La moralité de ces épreuves échappa au pays, il ne vit que les succès remportés et les gros chiffres du budget, et il en conclut que l’armée était trop considérable. Quant aux états-majors, soit ignorance, soit insouciance, ils se prêtèrent de mauvaise grâce et sans conviction aux réformes projetées. L’empereur demandait le service obligatoire, l’augmentation de la durée du service, l’endivisionnement des régimens et la création de corps d’armée[1]. Mais il manqua de volonté et, disons-le, d’autorité pour vaincre les résistances de la chambre et même celles de la majorité de son conseil. On se borna à voter un contingent régulier de 100,000 hommes, dont une partie alimenterait l’armée active et l’autre serait pendant quelques mois exercée dans les dépôts.

Les idées d’économie reprirent le dessus en 1865. Le gouvernement dut réduire les cadres, supprimer dans chaque régiment d’infanterie deux compagnies, dans les régimens de cavalerie le 6e escadron. On licencia les deux régimens de carabiniers de ligne et la garde fut diminuée de 14 compagnies d’infanterie, de 9 escadrons de cavalerie, de 4 batteries d’artillerie et de la division du génie. C’est au moment où ces réductions venaient d’être opérées que la guerre éclatait en Allemagne, et, à peine engagée, nous jetait dans la plus douloureuse alternative, laissant à ceux qui avaient présidé à la direction de notre politique extérieure et à l’organisation de notre armée une cruelle responsabilité.

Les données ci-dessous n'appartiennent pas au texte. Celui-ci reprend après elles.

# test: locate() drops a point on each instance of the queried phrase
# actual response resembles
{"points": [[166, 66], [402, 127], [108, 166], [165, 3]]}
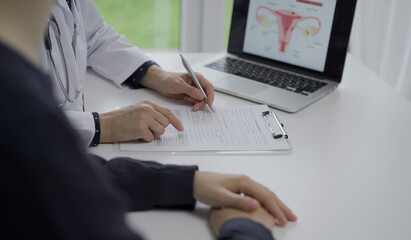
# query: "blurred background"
{"points": [[381, 35]]}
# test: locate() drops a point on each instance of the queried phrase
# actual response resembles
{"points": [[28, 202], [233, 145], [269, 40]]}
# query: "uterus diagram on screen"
{"points": [[287, 21]]}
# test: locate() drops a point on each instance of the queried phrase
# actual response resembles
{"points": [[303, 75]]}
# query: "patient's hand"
{"points": [[240, 192]]}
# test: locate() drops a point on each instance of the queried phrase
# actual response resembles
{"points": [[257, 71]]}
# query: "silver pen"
{"points": [[191, 74]]}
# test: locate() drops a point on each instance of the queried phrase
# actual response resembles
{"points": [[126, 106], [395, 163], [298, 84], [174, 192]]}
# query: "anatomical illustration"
{"points": [[287, 21]]}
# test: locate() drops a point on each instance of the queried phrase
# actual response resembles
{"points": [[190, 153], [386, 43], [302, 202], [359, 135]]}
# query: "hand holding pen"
{"points": [[179, 86]]}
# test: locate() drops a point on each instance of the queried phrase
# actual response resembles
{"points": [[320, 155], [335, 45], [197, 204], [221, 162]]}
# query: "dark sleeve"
{"points": [[149, 184], [49, 188], [244, 229]]}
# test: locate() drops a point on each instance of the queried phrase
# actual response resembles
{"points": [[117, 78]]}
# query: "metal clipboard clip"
{"points": [[280, 125]]}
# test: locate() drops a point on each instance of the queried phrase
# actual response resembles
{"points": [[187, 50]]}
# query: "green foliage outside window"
{"points": [[150, 24]]}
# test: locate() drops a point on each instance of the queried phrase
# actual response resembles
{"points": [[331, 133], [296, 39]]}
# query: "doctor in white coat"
{"points": [[86, 41]]}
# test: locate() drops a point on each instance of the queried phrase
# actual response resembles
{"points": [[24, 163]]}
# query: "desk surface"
{"points": [[347, 177]]}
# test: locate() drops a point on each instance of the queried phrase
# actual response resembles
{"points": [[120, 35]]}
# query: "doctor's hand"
{"points": [[141, 121], [240, 192], [178, 86], [219, 216]]}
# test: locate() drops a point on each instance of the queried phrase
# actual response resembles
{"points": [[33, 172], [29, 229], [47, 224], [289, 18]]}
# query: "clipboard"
{"points": [[234, 129]]}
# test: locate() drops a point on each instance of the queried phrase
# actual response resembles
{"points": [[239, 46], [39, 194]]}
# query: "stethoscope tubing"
{"points": [[66, 90]]}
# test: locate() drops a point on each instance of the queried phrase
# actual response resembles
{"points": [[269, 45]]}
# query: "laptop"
{"points": [[283, 53]]}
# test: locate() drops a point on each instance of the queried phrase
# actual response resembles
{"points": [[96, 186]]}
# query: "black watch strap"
{"points": [[134, 80], [97, 133]]}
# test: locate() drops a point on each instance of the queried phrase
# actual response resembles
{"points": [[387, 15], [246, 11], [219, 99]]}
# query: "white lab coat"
{"points": [[87, 42]]}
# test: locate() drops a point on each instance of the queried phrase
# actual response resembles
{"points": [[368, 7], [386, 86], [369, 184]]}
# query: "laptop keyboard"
{"points": [[273, 77]]}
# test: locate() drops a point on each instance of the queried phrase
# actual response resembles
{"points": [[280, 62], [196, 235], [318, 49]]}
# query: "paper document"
{"points": [[240, 128]]}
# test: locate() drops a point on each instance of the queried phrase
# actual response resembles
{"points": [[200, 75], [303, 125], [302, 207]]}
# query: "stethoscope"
{"points": [[47, 42]]}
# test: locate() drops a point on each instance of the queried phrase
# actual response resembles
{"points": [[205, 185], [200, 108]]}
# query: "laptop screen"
{"points": [[290, 31], [310, 35]]}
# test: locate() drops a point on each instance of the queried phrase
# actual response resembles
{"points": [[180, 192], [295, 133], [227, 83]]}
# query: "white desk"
{"points": [[348, 176]]}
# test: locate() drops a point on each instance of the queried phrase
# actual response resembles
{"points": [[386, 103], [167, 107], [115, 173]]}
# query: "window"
{"points": [[155, 24], [150, 24]]}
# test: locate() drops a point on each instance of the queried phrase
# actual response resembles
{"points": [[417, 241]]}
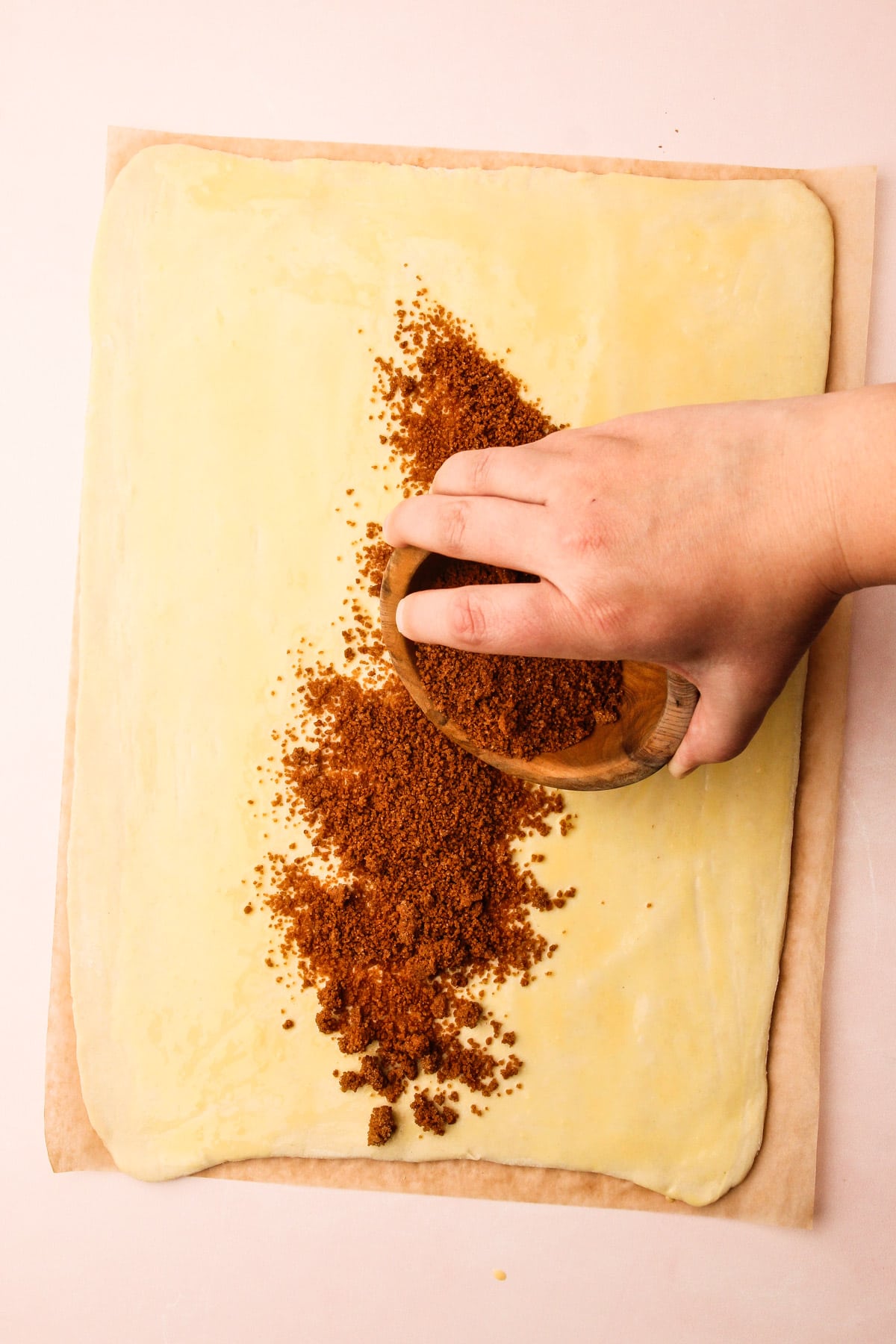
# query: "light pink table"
{"points": [[100, 1258]]}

M. Drouyn de Lhuys n’a pas jugé opportun de suivre l’exemple de son collègue et de se défendre ouvertement. Mais M. Pradier-Fodéré a reproduit, à titre de pièce justificative, le rapport du maréchal Randon dans une brochure qui contient, sous forme de notes à l’empereur et d’explications inédites, une série de révélations dont le but manifeste est de rejeter sur le chef de l’état et sur les conseils funestes du ministre d’état aussi bien que du prince Napoléon l’insuccès de notre politique. S’il était prouvé en effet qu’en prévision des événemens qui allaient surgir à nos portes toutes les précautions militaires avaient été concertées d’avance entre le ministre de la guerre et le ministre des affaires étrangères de façon à pouvoir parer victorieusement à toutes les exigences, la conclusion serait facile à tirer. La responsabilité de nos mécomptes retomberait tout entière sur ceux qui se sont jetés à la traverse de la politique d’action. Mais est-il

  1. La France a mis à profit ses douloureuses expériences, et sa nouvelle organisation militaire lui donne aujourd’hui dix-huit corps d’armée qui, se suffisant à eux-mêmes, permettraient la mobilisation immédiate de toute l’armée.